Пес легко бежал впереди, и мы, бездумно подставляя лица теплым солнечным лучам, двигались вслед за ним по зеленому полю. Мне трудно сказать точно, сколько времени мы шли, потому что время куда-то исчезло, пока не увидели стоящий в тени раскидистых деревьев стол.
За столом, склонив голову набок, сидел Виля и деловито свинчивал пробку с запотевшей бутылки «Финланда». По обе стороны от Вили стояли сыновья Нисима, Габриэль и Михаэль. Чуть заметное сияние окружало их головы – известный оптический эффект, наблюдаемый, когда предмет заслоняет источник света, во всяком случае, именно так объяснял я его студентам.
– А почему у них крыльев нету? – шепнул я Игорю.
– Ну, Саня, – тоже шепотом ответил Игорь, – зачем им крылья. Они же нас знают.
Стол был накрыт.
Легкий ветерок шевелил складки белой скатерти. В центре, на огромном серебряном блюде, обложенная устрицами лежала фаршированная рыба.
– Я так и не привык к этой польской манере делать из гефильтефиш сладкие котлетки, – прозвучал Вилин голос.
Вокруг блюда на больших тарелках толстого, с еле заметной сеткой кракелюров, фаянса, лежали омары, семга, икра, селедки под разными соусами. На деревянных платах потел кусок розового сала, исходила слезой пражская ветчина, блестела белыми глазками мортаделла.. Между хрупких листьев нежно-зеленого салата выглядывали пупырчатые огурцы, налитые соком помидоры, бордовый редис. Тут же в белых супницах дымились хаш, кислые щи, куриный бульон с кнейделах. Я увидел также форшмак, пирожки с саго, котлеты, баранью ногу, шашлык, салат оливье, спагетти-карбонара, яичницу с зеленой фасолью, картофель с гусиными шкварками, сосиски с тушеной капустой, утку в яблоках, лимонад-ситро, бельгийское пиво, стаканчик сливочного мороженого, горгонцолу, эклеры, буше, сыр бри. Из серебряного ведерка выглядывала бутылка шабли. Рядом стояли запотевший «Абсолют», кальвадос, бутыли барбареско, баролло, ламбруско, графин пятидесятилетнего коньяка «Отар», бутылка портвейна «Три семерки» и черничная граппа.

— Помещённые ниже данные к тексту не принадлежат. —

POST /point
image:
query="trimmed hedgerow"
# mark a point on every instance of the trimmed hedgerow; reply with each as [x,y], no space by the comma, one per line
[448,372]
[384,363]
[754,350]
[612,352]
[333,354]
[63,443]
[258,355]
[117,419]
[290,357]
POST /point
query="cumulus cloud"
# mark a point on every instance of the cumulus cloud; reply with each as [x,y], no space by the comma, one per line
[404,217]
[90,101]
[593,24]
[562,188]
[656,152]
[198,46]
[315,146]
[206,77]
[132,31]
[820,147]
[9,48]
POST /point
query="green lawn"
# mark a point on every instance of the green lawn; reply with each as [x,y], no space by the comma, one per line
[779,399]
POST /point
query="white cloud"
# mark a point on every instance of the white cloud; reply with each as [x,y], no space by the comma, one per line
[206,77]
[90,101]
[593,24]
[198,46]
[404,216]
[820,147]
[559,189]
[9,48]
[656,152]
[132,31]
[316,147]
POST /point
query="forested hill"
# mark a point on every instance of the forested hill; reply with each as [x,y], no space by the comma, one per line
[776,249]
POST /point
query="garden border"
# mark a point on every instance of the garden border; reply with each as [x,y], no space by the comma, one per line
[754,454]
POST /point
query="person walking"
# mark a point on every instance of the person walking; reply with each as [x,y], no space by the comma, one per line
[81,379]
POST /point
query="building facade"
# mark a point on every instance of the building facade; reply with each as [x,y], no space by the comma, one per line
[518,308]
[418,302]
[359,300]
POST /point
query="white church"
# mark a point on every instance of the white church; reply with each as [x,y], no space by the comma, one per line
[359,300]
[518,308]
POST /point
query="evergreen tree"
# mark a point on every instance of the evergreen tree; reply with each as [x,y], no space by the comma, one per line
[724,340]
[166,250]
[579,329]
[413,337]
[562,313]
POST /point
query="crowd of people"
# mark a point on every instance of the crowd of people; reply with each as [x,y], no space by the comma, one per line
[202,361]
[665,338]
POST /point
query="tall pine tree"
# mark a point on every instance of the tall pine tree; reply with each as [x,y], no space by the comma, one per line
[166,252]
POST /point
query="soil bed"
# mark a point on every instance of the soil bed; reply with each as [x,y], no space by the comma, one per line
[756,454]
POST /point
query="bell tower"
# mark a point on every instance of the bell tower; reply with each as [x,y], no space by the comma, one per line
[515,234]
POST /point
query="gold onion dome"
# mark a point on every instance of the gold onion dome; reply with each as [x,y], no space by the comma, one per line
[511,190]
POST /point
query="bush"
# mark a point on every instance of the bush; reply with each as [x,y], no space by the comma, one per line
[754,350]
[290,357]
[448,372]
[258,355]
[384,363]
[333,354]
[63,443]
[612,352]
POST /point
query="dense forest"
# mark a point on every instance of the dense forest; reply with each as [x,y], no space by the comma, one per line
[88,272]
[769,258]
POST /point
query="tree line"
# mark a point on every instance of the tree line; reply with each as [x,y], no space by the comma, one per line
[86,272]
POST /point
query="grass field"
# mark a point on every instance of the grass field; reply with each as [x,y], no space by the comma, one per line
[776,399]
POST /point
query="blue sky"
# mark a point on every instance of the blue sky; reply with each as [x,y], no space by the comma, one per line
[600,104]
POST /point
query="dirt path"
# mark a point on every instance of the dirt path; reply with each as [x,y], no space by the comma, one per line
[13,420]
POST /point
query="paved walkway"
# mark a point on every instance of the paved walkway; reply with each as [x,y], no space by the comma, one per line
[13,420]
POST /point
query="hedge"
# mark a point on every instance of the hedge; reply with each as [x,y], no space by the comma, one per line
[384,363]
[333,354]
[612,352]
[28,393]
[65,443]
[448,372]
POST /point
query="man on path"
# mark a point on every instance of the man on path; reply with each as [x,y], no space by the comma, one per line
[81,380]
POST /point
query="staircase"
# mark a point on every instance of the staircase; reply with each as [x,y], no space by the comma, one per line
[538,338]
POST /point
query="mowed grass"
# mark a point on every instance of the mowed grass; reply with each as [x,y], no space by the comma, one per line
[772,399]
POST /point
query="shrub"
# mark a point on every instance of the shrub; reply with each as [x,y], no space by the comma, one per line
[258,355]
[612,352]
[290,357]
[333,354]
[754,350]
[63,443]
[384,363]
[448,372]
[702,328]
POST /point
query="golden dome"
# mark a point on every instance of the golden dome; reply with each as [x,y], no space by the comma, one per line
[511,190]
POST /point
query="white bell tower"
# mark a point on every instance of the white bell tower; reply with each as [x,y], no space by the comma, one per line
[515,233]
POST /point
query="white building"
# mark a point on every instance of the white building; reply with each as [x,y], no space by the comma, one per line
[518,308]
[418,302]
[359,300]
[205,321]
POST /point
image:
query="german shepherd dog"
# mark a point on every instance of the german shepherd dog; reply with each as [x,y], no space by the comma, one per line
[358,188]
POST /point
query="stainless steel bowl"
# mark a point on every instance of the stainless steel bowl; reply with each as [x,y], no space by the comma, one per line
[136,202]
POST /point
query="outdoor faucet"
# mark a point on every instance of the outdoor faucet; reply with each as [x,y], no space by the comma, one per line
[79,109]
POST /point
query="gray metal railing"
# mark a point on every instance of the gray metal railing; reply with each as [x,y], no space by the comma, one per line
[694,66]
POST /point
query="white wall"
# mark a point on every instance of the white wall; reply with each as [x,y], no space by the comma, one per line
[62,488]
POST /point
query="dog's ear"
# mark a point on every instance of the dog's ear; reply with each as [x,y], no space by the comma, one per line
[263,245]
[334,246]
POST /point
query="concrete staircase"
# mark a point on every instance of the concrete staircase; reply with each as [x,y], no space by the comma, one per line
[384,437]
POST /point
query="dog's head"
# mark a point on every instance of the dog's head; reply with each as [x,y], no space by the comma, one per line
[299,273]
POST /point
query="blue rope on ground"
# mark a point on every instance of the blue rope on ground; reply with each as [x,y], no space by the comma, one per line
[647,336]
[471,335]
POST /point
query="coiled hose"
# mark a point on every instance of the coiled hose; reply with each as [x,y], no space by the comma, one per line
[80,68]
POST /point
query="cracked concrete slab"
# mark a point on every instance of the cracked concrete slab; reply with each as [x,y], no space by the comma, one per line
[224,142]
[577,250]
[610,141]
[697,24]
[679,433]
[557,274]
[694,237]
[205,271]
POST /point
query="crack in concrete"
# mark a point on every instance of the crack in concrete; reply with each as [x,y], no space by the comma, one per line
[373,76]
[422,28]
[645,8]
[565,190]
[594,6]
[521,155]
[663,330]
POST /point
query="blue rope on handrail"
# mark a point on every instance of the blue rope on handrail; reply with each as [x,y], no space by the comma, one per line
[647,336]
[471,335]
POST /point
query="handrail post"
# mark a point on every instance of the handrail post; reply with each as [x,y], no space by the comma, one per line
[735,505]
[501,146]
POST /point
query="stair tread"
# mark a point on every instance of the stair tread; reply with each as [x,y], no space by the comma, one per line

– Форшмак я сам делал, – гордо сообщил Виля.
Я было открыл рот, как собака снова залаяла.
– Смотри, – пихнул меня в бок Игорь.
Я поднял голову: с неба, поблескивая на солнце, спускалась какая-то странная конструкция. Сперва она показалась мне неясной кучей полуржавого железа, но потом я сообразил, что это парашют, только металлический.
Парашют медленно спустился на землю, между Габриэлем и Михаэлем. Невысокий человек выпутался из железных строп, выпрямился и повернулся.
Перед нами в нимбе сияющих солнечных лучей с большим красным яблоком в руках стоял Нисим.
1 Меурáв ерушáлми (иврит) – иерусалимская смесь, блюдо, приготовляемое из птичьего мяса и потрохов.
2 Израильское пиво. Хорошее.
3 Селедка – представитель семейства Clupea из подкласса костистых Teleostei отряда отверстопузырных Physostomi, насчитывает более 60 видов.
4 Матиас – молодая рыба, еще не метавшая икру. Слово матиас происходит от голландского Maagdekensharing – девственная селедка.
5 Доброе утро (иврит).
6 Руководители еврейских боевых организаций в эпоху британского мандата в Палестине.